4.            L’ANALYSE

LA TARDIVETÉ DE L’ARGUMENT INVOQUANT LES DÉLAIS DÉRAISONNABLES

[32]        Dans un premier temps, le Tribunal a soulevé la question de la tardiveté de l’argument invoquant les délais déraisonnables puisque cette question survient pour la première fois dans le cadre de cet appel.

[33]        La juge Arbour, alors juge à la Cour d’appel d’Ontario, a indiqué dans l’arrêt R. v. Rabba que le défaut de présenter une requête soulevant les délais déraisonnables lors du procès est, la plupart du temps, fatal et équivaut à une renonciation de l’accusé à son droit constitutionnel :

In my view, the failure to move for a stay of proceedings, either before trial or at trial, would, in most cases, be fatal. The failure to move for a stay of proceedings would normally amount to a waiver of any claim which may arise under s. 11(b) of the Charter. To hold otherwise would amount to imposing a duty on the trial judge to examine, in each case, the entire history of the proceedings, on his or her own motion, in order to ascertain whether or not the trial was ready to proceed within a reasonable time. …. [E]ven if the accused need not assert that he wishes to exercise his right to be tried within a reasonable time, he must, at some relevant point, assert explicitly that his right has been infringed and seek the appropriate remedy. [14]

[Soulignement ajouté]

[34]        La renonciation à invoquer un droit constitutionnel doit cependant être non équivoque comme le souligne la Cour suprême dans l’arrêt Jordan : « Le délai imputable à la défense comporte deux volets. Le premier concerne le délai que la défense renonce à invoquer (Askov, p. 1228-1229; Morin, p. 790-791). La renonciation peut être explicite ou implicite, mais elle doit être claire et sans équivoque dans les deux cas »[15].

[35]        Elle ajoute, en se référant à l’arrêt R. c. Conway     [16], que « [l]’inculpé doit avoir pleinement connaissance de ses droits et de l’effet que la renonciation aura sur eux. […] il ne faut pas perdre de vue [qu’elle] ne vise pas le droit lui-même, mais simplement l’inclusion de certaines périodes dans l’appréciation générale du caractère raisonnable »[17].

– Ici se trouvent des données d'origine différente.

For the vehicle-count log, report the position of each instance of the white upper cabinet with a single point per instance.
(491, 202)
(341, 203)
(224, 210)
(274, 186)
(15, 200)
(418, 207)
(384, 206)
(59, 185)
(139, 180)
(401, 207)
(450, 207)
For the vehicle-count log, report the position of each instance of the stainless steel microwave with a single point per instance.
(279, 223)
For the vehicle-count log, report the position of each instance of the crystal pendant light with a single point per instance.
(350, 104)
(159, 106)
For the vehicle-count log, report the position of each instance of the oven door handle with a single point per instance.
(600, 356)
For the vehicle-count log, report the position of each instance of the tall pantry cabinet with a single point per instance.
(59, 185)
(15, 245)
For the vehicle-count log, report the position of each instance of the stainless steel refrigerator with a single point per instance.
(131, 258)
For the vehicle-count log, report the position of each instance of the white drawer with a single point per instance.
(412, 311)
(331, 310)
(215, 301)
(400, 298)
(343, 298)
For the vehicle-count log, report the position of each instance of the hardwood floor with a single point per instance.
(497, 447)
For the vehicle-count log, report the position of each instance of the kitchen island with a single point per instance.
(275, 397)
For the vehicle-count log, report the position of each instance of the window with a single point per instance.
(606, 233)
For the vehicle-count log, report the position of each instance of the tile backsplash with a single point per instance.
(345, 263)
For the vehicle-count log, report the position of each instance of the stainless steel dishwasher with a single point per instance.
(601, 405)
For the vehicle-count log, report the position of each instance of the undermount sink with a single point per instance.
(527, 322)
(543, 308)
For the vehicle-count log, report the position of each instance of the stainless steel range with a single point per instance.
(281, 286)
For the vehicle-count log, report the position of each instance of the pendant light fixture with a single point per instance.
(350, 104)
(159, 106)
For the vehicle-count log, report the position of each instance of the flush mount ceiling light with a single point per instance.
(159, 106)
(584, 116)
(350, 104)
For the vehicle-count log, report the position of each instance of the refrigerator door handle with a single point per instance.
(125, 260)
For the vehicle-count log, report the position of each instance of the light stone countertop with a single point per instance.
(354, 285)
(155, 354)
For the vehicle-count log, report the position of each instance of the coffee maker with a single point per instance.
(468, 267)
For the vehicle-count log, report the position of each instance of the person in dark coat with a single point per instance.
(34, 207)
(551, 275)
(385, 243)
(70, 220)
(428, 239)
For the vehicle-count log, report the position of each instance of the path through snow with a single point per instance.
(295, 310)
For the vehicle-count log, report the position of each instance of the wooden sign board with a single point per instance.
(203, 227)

[36]        Le Tribunal doit donc tenir compte de l’ensemble des circonstances pour inférer qu’un accusé a renoncé aux délais et ainsi contextualiser la raison pour laquelle il soulève la question des délais déraisonnables pour la première fois en appel[18].

[37]        Le défaut d’agir est qualifié de « fatal » dans l’arrêt Rabba puisque le juge d’instance n’avait pas eu l’opportunité de se prononcer sur le bien-fondé de l’argument invoquant les délais déraisonnables[19].

[38]        Toutefois, le présent dossier mérite une distinction puisque le principal argument de l’appelant réside dans le délai de six mois pris par la juge d’instance avant de rendre son jugement. C’est ce délai qui a fait en sorte que le droit de l’appelant prévu à l’alinéa 11b) de la Charte aurait été enfreint.

[39]        Il importe de souligner que l’argument des délais déraisonnables survit à la condamnation. Comme l’indiquait le juge Lamer dans l’arrêt Rahey, « [l]e calcul du délai ne cesse pas au moment de l'ouverture du procès, mais se poursuit plutôt jusqu'à la toute fin de l'histoire, et le tout doit se dérouler dans un délai raisonnable »[20].

[40]        Dans la présente affaire, l’appelant n’a cependant pas eu l’opportunité de plaider les délais déraisonnables avant l’imposition de sa peine, bien qu’il ait pu communiquer avec la juge d’instance afin qu’elle rectifie, dans un jugement rendu oralement le 23 décembre 2019, le délai accordé pour le paiement de l’amende.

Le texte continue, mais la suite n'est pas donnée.